In 2018, Tice split the season between the Single-A Lansing Lugnuts and the High-A Dunedin Blue Jays, posting a 7-7 record and 2.29 ERA in 44 appearances between the teams. In 2019, he split the year between the Double-A New Hampshire Fisher Cats and the Triple-A Buffalo Bisons, pitching to a 3-4 record and 2.34 ERA on the year. Tice did not play in a game in 2020 due to the cancellation of the minor league season because of the COVID-19 pandemic.

On November 20, 2020, the Blue Jays added Tice to their 40-man roster to protect him from the Rule 5 draft. On April 9, 2021, Tice was promoted to the major leagues for the first time. He made his MLB debut that day against the Los Angeles Angels, throwing two shutout innings. Tice recorded a 5.14 ERA with 6 strikeouts across 4 games before being designated for assignment on May 30.

===Atlanta Braves===
On June 3, 2021, Tice was traded to the Atlanta Braves in exchange for cash considerations.
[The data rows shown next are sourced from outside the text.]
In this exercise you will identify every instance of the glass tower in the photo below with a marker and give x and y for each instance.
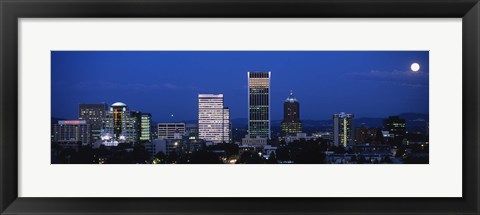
(213, 118)
(291, 124)
(343, 129)
(259, 104)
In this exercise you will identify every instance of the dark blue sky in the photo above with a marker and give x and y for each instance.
(366, 83)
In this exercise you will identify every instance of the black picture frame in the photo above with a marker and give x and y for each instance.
(12, 10)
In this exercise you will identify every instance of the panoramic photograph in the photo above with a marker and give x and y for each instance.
(240, 107)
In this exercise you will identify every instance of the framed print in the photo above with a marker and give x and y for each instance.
(251, 107)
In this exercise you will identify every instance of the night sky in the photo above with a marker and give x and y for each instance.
(365, 83)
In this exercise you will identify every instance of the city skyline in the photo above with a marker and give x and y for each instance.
(402, 87)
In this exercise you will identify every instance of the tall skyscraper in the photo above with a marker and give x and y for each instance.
(93, 114)
(396, 126)
(259, 104)
(291, 124)
(145, 125)
(121, 124)
(343, 129)
(213, 118)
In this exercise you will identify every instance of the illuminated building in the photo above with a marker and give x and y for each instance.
(259, 104)
(395, 126)
(257, 142)
(121, 124)
(213, 118)
(93, 114)
(171, 130)
(72, 131)
(343, 129)
(291, 123)
(368, 135)
(191, 131)
(145, 124)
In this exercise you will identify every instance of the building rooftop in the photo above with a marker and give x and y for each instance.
(119, 104)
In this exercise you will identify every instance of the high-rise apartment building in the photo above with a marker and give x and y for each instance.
(171, 130)
(213, 118)
(72, 131)
(145, 125)
(259, 104)
(93, 114)
(121, 124)
(343, 129)
(396, 126)
(291, 124)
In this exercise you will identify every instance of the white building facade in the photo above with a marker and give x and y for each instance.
(213, 118)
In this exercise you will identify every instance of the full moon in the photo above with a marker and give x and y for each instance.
(415, 67)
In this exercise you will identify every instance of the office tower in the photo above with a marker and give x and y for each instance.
(191, 131)
(213, 118)
(396, 126)
(291, 124)
(368, 135)
(72, 131)
(121, 124)
(259, 104)
(343, 129)
(171, 130)
(93, 114)
(145, 125)
(227, 126)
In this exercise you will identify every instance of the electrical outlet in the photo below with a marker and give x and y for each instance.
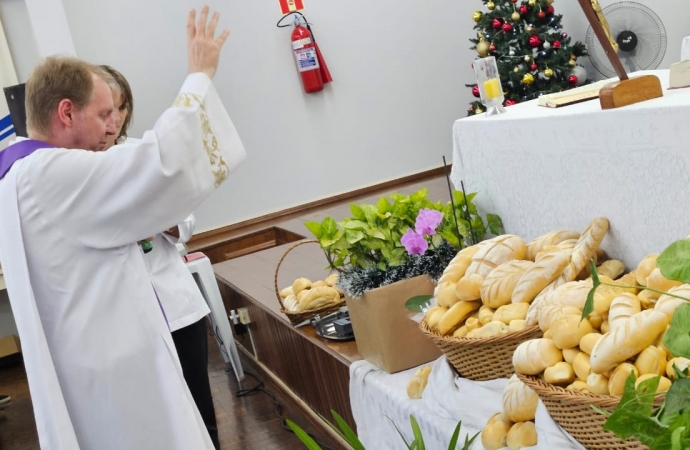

Tice only made one appearance for Atlanta, pitching a scoreless inning, and struggled to a 7.36 ERA in 11 appearances with the Triple-A Gwinnett Stripers.

===Arizona Diamondbacks===
On July 21, 2021, Tice was claimed off waivers by the Arizona Diamondbacks. On August 5, Tice cleared waivers and was assigned outright to the Triple-A Reno Aces. He was released on July 20, 2022.

===Atlanta Braves (second stint)===
On January 4, 2023, Tice signed a minor league contract with the Atlanta Braves organization. In 45 appearances split between the Double–A Mississippi Braves and Triple–A Gwinnett Stripers, he struggled to a 6.37 ERA with 83 strikeouts and 3 saves across 53 2/3 innings of work. Tice elected free agency following the season on November 6.

===Washington Nationals===
On December 18, 2023, Tice signed a minor league contract with the Washington Nationals. He split the 2024 campaign between the Double-A Harrisburg Senators and Triple-A Rochester Red Wings. In 48 appearances for the two affiliates, Tice posted a combined 2-3 record and 5.18 ERA with 64 strikeouts and two saves across 57 1/3 innings pitched. He elected free agency following the season on November 4, 2024.

==Coaching career==
On April 14, 2025, Tice was hired to serve as an assistant coach for Shiloh Christian School in Springdale, Arkansas.